Revenue was up 19.2%, climbing to €2.93 billion from €2.46 billion and beating analysts’ prediction of €2.74 billion.
The company said that figure was helped by currency conversion effects, and global revenue was up 9% on a currency-neutral basis. It reported 15% growth at the Reebok brand.
A 3% rise in overall revenue in western Europe was topped by increases of 12% in North America and 11% in China.
Adidas said operating expenses as a percentage of sales rose to 47.1% from 46.6%, in part due to higher marketing budget costs.
CEO Herbert Hainer said the company “beat all our initial expectations for the year.” He added that “all our brands scored with consumers in an improving worldwide economy.”
Adidas saw its full-year net earnings more than double to €567 million from €245 million. Revenue climbed 15.5% to €12 billion from €10.38 billion.

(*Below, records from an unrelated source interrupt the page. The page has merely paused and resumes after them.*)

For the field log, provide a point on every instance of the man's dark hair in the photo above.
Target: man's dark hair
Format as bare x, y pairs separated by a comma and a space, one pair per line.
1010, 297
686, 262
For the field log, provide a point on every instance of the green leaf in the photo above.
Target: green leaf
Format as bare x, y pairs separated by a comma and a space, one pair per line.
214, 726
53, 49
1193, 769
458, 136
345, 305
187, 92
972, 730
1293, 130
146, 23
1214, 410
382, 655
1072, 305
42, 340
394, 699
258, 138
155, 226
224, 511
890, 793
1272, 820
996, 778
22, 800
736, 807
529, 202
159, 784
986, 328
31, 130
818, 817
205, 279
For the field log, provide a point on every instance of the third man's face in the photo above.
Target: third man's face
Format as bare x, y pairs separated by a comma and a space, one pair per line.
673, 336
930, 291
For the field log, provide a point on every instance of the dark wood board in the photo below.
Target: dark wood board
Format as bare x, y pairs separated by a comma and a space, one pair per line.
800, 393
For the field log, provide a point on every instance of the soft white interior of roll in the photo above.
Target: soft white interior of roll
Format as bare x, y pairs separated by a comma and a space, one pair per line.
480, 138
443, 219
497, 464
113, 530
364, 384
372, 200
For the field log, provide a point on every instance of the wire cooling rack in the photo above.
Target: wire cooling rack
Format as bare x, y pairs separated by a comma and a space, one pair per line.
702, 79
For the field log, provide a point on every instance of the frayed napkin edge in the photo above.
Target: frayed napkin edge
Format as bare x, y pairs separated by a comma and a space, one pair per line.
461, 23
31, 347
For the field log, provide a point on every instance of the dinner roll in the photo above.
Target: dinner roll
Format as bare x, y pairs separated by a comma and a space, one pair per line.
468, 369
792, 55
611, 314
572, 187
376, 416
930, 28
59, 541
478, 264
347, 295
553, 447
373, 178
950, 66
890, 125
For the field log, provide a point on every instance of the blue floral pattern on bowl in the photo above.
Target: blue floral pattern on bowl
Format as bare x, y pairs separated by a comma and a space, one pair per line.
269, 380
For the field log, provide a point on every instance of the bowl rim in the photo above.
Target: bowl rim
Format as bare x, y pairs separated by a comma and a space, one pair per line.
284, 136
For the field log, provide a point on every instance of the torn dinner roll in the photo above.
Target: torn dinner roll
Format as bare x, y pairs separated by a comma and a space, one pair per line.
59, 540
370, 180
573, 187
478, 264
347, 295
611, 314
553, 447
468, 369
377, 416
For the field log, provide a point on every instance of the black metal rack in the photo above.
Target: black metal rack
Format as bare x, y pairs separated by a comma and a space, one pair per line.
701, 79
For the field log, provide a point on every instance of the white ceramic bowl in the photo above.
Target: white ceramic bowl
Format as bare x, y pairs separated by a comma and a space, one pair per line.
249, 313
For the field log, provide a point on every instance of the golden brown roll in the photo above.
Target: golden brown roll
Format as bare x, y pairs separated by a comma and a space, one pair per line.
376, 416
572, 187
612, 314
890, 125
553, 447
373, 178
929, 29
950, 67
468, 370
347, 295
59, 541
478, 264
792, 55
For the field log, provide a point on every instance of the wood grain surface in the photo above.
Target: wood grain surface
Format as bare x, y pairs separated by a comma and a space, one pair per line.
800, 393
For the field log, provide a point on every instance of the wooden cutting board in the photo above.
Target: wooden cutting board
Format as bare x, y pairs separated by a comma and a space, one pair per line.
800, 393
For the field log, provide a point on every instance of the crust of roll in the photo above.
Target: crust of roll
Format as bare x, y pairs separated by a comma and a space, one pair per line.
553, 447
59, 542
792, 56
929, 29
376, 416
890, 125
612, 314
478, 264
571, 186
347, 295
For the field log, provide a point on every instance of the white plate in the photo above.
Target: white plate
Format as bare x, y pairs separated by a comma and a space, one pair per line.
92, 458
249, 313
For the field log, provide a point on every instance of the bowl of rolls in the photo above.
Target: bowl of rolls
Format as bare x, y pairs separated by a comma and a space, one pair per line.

Earnings per share were up to €2.71 from €1.25.
The company said it would propose a dividend of €0.80 per share, up from €0.35 for 2009, citing “the strong cash flow generation in 2010 and the significantly reduced level of net borrowings.”
Hainer said Adidas generated an operating cash flow of €1.2 billion last year, and the company said its net borrowing at the end of the year stood at €221 million, far below the level of €917 million a year earlier.
Adidas said it expects sales to rise by a “mid to high single-digit” percentage this year in currency-neutral terms, an improvement on its previous prediction of a mid-single-digit rate.
It maintained its forecast that earnings per share should increase by 10 to 15%, to between €2.98 and €3.12.
The company forecast continuing positive cash flow, and said excess cash would be used to invest in growth initiatives and further reduce borrowing.
It predicted improvements in the retail sector but also cautioned that the costs of raw materials are expected to rise, though sales and marketing expenses should decline, in part due to the comparison with last year’s outlay for the football World Cup in South Africa.
Investors cheered the report, making Adidas easily the best performer Wednesday on Frankfurt’s DAX index of blue-chip stocks. Its shares were up 1.9% at €47.41, while the DAX was down 1.2% overall.